Vol.2 No.15, 20 July 2002

Government's Response to the Basic Income Grant

It is encouraging that, in a recent interview, Dr Zola Skweyiya, Minister of Social Development, acknowledged the need for a basic income grant (BIG). However, he also saw major obstacles in its implementation, and we quote:

"Nobody disputes the call for a Basic Income Grant. Nobody disputes that we need a comprehensive social security system in SA.

"One thing that comes out very clearly is that introducing such a big change in our lives needs a little bit more planning and for Government to be able to do that, Government should be prepared.

"We have problems now distributing pensions to the elderly only and children. The system is not up to date at the present moment. Can you imagine if we have to give this (Basic Income Grant) to almost everybody? Will it ever be able to administer and manage that within two months? Do we have a civil service that is able to do that?"

He has spoken an unfortunate truth, but we do not believe that this situation cannot be overcome with careful strategising, planning and goodwill. What we do need to be clear on is the larger perspectives of the BIG and its implementation.

Currently the thinking about the BIG is still somewhat naive, in particular in that it is seen as being financed directly by taxes. We shall here explore an expansion of the approaches to BIG financing which can make the process of providing a safety net for the people of South Africa both feasible and affordable.

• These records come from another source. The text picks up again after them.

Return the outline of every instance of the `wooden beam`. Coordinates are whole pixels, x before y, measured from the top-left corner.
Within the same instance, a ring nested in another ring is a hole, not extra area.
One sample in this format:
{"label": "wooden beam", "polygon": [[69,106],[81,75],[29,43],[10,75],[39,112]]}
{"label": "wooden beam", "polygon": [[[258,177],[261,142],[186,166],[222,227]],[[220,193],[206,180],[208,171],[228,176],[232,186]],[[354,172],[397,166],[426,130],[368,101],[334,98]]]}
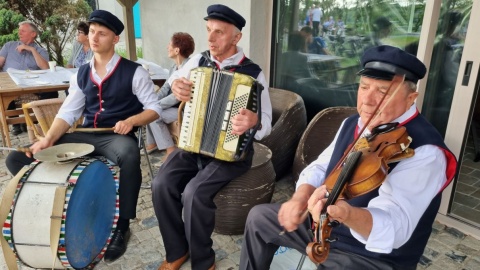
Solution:
{"label": "wooden beam", "polygon": [[125,24],[125,45],[127,58],[137,60],[137,46],[135,44],[135,29],[133,24],[133,6],[138,0],[117,0],[123,7],[123,23]]}

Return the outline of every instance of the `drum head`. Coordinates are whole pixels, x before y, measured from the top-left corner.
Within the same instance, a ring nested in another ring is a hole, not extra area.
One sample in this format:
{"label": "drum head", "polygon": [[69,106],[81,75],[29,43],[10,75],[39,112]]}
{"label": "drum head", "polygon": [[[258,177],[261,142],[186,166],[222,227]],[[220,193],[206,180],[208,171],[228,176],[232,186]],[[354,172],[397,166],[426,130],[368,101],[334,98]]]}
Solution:
{"label": "drum head", "polygon": [[83,169],[65,217],[65,250],[75,269],[86,268],[105,247],[116,213],[116,184],[101,161]]}
{"label": "drum head", "polygon": [[86,143],[64,143],[43,149],[33,155],[35,159],[46,162],[65,161],[90,154],[95,147]]}

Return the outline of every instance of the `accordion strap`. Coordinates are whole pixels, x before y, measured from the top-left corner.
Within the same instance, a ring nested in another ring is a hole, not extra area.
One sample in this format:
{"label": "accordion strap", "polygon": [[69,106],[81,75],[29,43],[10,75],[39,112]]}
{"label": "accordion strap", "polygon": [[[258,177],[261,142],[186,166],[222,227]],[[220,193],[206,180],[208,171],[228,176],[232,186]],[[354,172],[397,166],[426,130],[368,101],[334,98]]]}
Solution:
{"label": "accordion strap", "polygon": [[[210,64],[210,66],[212,66],[215,69],[218,69],[217,63],[215,63],[215,61],[213,61],[212,58],[210,57],[209,50],[202,52],[201,55]],[[246,60],[242,61],[241,63],[238,63],[236,65],[225,66],[224,68],[222,68],[222,70],[237,69],[237,68],[242,68],[252,64],[254,64],[253,61],[246,58]]]}

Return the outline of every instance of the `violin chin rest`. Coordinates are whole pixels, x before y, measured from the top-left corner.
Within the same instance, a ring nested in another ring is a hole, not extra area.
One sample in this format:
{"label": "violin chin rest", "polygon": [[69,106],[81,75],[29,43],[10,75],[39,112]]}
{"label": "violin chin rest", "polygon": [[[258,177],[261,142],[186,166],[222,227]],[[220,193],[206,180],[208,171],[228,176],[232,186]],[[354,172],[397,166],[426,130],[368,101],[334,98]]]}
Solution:
{"label": "violin chin rest", "polygon": [[403,159],[413,157],[413,155],[415,155],[415,150],[413,150],[412,148],[406,148],[405,150],[403,150],[403,152],[396,154],[394,156],[391,156],[388,159],[388,163],[398,162]]}

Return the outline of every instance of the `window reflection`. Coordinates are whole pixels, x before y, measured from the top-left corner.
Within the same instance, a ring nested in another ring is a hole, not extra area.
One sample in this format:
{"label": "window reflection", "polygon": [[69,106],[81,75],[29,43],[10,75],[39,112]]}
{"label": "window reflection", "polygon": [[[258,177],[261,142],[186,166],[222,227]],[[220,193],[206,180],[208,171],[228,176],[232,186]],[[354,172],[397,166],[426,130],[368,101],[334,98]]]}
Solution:
{"label": "window reflection", "polygon": [[[322,10],[318,34],[309,15],[315,6]],[[363,52],[415,47],[424,9],[425,1],[276,1],[273,86],[298,93],[308,120],[327,107],[355,106]],[[292,52],[298,31],[306,48]]]}

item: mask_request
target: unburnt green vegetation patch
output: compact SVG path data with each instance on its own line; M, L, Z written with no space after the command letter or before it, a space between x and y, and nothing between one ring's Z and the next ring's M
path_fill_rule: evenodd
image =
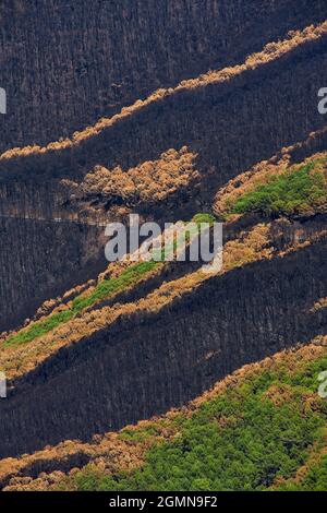
M327 208L327 159L268 177L228 205L228 214L311 215Z
M313 448L326 440L327 401L317 390L327 356L299 361L296 369L281 365L263 370L205 401L191 416L165 419L165 429L171 432L168 440L160 441L155 422L123 430L121 437L130 443L150 445L141 468L111 476L87 466L61 488L267 490L284 480L278 489L326 489L326 457L310 468L303 481L287 484ZM158 428L162 431L162 426Z

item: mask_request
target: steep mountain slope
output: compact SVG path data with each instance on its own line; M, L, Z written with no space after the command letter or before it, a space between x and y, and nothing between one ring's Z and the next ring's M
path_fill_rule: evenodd
M38 230L45 232L40 235L40 242L45 241L47 248L41 246L35 251L28 241L16 238L16 256L9 258L5 248L1 250L1 302L4 305L1 329L21 323L33 314L36 303L40 306L45 299L66 288L71 265L58 275L55 262L50 261L45 269L43 260L37 260L37 254L51 253L58 246L63 262L71 258L64 249L69 236L63 232L59 239L55 229L49 238L48 220L78 220L81 228L75 230L73 242L81 248L94 232L92 228L89 234L89 220L125 218L125 201L119 194L96 210L85 208L84 201L76 201L76 183L78 188L97 166L109 170L119 166L129 172L143 163L158 163L171 148L180 152L186 146L194 155L197 187L194 180L181 181L168 196L158 198L150 205L137 193L129 199L130 210L137 207L146 217L186 219L199 210L209 210L217 189L229 179L322 129L325 120L317 111L317 91L327 69L326 31L326 23L323 23L293 33L284 41L270 44L251 56L241 65L208 73L173 90L161 90L70 140L2 155L1 217L45 220L44 225L38 224ZM99 200L101 198L96 195L93 204ZM15 234L19 228L15 230L12 224L11 232ZM27 237L29 227L28 222ZM24 272L19 254L26 244L24 265L27 270L38 266L46 275L43 282L33 278L33 273ZM90 255L90 266L93 263L104 266L97 251ZM13 273L22 276L16 288L10 278ZM75 284L78 276L77 272ZM92 277L87 270L86 276ZM27 300L31 295L35 297L33 305ZM11 313L13 305L15 315Z
M165 417L3 460L1 487L325 490L327 411L317 385L326 365L319 337L237 371Z
M69 135L325 17L324 0L2 0L0 152Z
M1 488L326 489L324 3L0 9L0 48L48 38L0 155ZM223 223L222 269L108 265L106 224L135 212Z
M275 174L272 163L266 175L262 164L259 179L252 171L256 188L288 180L288 202L298 203L283 218L283 186L276 212L229 222L217 276L187 262L109 266L98 283L4 337L2 456L165 411L246 362L323 335L326 311L313 308L327 297L326 162L323 153L300 166L277 163Z

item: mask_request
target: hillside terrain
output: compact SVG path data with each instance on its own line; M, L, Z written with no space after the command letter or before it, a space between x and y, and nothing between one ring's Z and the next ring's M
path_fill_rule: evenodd
M326 5L201 3L0 9L5 491L327 489ZM108 264L132 213L222 223L222 267Z

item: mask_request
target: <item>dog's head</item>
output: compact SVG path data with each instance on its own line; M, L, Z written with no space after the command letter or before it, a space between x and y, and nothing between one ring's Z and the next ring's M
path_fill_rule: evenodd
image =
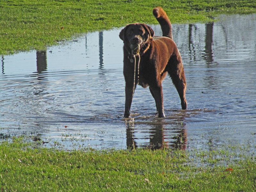
M149 41L155 33L151 28L144 23L127 25L120 32L119 37L124 41L125 48L133 55L137 55L140 50Z

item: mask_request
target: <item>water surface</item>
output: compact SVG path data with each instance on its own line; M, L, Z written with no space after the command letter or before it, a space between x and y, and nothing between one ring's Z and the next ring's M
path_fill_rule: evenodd
M188 109L171 79L166 117L148 89L136 89L124 119L120 28L87 34L44 52L1 56L0 133L36 135L63 148L206 148L256 139L256 15L173 25L187 82ZM161 35L159 25L152 26ZM44 142L49 142L45 143Z

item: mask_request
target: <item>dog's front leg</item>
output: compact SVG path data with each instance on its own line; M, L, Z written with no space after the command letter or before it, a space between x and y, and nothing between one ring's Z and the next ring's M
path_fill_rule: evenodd
M124 116L125 118L128 118L130 116L130 109L135 88L133 84L125 84L125 104Z
M155 96L156 109L158 111L158 117L164 117L165 116L164 112L164 96L163 94L162 85L156 87L151 87L151 90L153 92L154 95Z

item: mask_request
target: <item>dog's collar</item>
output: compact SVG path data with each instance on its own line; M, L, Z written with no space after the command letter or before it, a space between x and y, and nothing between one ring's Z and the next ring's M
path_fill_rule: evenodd
M147 45L147 47L145 49L143 49L143 47L145 46L146 45ZM147 43L147 44L144 44L144 45L141 47L141 48L140 49L140 51L141 50L142 51L142 52L140 53L139 54L137 55L133 55L132 53L130 53L129 51L128 51L128 53L129 54L129 55L128 55L128 59L130 60L130 62L131 63L133 63L133 57L134 56L140 56L141 57L145 53L146 53L146 52L149 48L149 46L150 46L150 44L148 43Z

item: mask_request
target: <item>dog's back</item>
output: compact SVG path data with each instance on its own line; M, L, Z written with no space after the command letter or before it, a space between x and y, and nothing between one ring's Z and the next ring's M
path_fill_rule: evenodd
M172 24L165 12L160 7L153 9L153 14L159 22L163 32L163 36L172 39Z

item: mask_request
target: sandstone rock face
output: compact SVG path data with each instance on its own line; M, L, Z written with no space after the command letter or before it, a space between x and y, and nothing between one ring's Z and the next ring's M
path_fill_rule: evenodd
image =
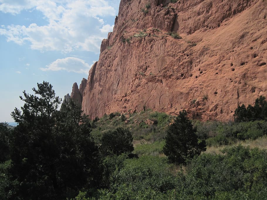
M72 90L70 94L70 98L74 100L77 103L79 106L82 106L82 98L83 93L86 84L87 83L87 80L86 78L83 78L82 81L82 83L80 84L80 88L78 87L77 83L73 83L72 86Z
M266 1L150 1L121 0L80 98L74 85L91 118L144 107L226 121L267 96Z
M70 94L68 93L66 95L64 96L64 98L63 99L63 101L62 102L62 105L66 104L68 103L70 99ZM60 110L61 110L61 107L60 107Z

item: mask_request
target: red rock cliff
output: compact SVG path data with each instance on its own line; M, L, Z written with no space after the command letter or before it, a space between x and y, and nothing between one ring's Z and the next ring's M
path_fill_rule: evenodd
M225 121L267 96L266 1L121 1L83 92L90 117L145 106Z

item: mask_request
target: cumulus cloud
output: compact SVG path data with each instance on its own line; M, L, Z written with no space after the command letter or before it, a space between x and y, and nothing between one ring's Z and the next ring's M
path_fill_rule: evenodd
M41 68L42 71L59 71L64 70L70 72L88 74L91 66L83 60L74 57L67 57L57 59L45 68Z
M118 0L115 1L118 4ZM80 49L99 53L101 41L113 28L104 19L116 14L107 0L0 0L0 11L5 13L15 15L34 9L43 14L47 22L44 25L33 22L28 26L0 27L0 35L8 41L19 45L29 42L31 49L41 51L65 53Z

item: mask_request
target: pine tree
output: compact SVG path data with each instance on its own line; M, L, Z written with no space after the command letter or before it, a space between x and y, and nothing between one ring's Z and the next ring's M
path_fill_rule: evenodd
M187 159L206 151L205 141L199 140L187 115L185 110L180 111L167 131L163 151L172 162L185 163Z

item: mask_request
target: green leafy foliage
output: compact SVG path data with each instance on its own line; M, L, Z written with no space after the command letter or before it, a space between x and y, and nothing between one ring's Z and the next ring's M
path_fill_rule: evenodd
M170 35L173 37L175 39L182 39L182 37L180 36L180 35L179 35L179 34L175 32L168 32L167 33L167 35Z
M117 128L103 135L101 139L100 151L104 156L131 152L134 150L133 139L132 134L128 129Z
M254 106L249 105L246 108L244 104L238 106L234 116L236 122L267 119L267 101L265 97L261 96L257 98Z
M169 127L163 151L172 162L185 163L187 159L206 150L205 140L199 141L191 122L184 110Z
M37 85L34 95L20 97L21 111L12 113L18 125L8 137L11 162L0 169L9 173L4 189L14 194L7 199L65 199L97 184L98 150L88 116L72 101L58 111L61 100L51 84Z

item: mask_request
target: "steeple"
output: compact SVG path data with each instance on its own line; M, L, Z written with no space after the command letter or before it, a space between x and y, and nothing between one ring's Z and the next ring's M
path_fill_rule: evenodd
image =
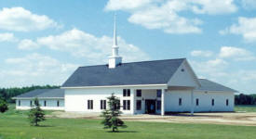
M109 68L114 69L118 64L122 63L122 57L118 56L118 45L116 37L116 15L114 16L114 32L113 32L113 46L112 56L109 57Z

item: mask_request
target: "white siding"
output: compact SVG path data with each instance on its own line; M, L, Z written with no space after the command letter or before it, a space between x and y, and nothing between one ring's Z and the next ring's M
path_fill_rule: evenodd
M168 81L168 86L190 86L190 87L197 87L198 82L196 82L196 77L193 70L190 69L187 62L183 62L171 79Z
M123 97L123 88L66 89L65 111L101 112L101 100L107 100L113 93L120 99L121 106L123 100L130 100L130 110L123 113L133 114L133 91L130 90L130 96ZM88 109L88 100L93 100L93 109Z
M57 106L57 101L60 101L60 107ZM19 99L16 100L17 109L30 109L30 102L34 105L34 99L20 99L20 106L19 106ZM47 101L47 107L44 106L44 101ZM63 99L39 99L39 104L42 109L47 110L64 110Z
M182 106L179 106L179 98L182 98ZM196 106L196 98L199 105ZM211 106L214 99L214 106ZM229 105L226 106L226 99ZM191 90L168 91L166 93L166 111L184 112L191 110ZM229 92L194 92L194 110L203 111L234 111L234 93Z

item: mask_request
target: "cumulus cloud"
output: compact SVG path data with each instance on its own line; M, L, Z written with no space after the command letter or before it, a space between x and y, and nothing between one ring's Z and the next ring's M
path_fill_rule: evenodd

Complementary Currencies and Work Rights

In the previous issue of SANE Views (SV2#14) the possibility was raised of financing the BIG, at least in part on the basis of local complementary currencies. A brief mention was made of the suggestion by Dr Norman Reynolds of the possibility of paying the BIG in terms of a local currency which he called the Soweto dollar and of 'work rights'. Dr Reynolds has since published his ideas in an article in Business Day. We quote from this here:

"The Basic Income Grant is but a platform .... to pay all or part of the BIG in local currencies managed by the Reserve Bank so that the funds stay within marginalised areas and build up local demand ... (Local currencies) thus reward local production and are used to pay for local services, saving Councils from their current financial ruin."

Reynolds also suggests moving from a simple grant to a tradable 'work rights' allocation system for doing community work. We quote here his arguments for his proposals:

"Gear, Government's macro-economic policy, fails to understand that South Africa has two economies. The first, with which it deals, is the modern one that is largely centred upon the cities. The second is the marginalised economy, the real apartheid legacy of townships, of dysfunctional rural areas and of hawkers on city streets. Globalisation has further marginalised these areas where most South Africans live, where there is no working economy, no cash circulation, little active exchange of goods or services or of laughter amongst residents.

"Neighbours have become 'economic strangers'. Life has degenerated to that of daily, individual survival. The drivers of the modern economy - scale, low unit costs, cash circulation, a diversity of goods and services - are absent.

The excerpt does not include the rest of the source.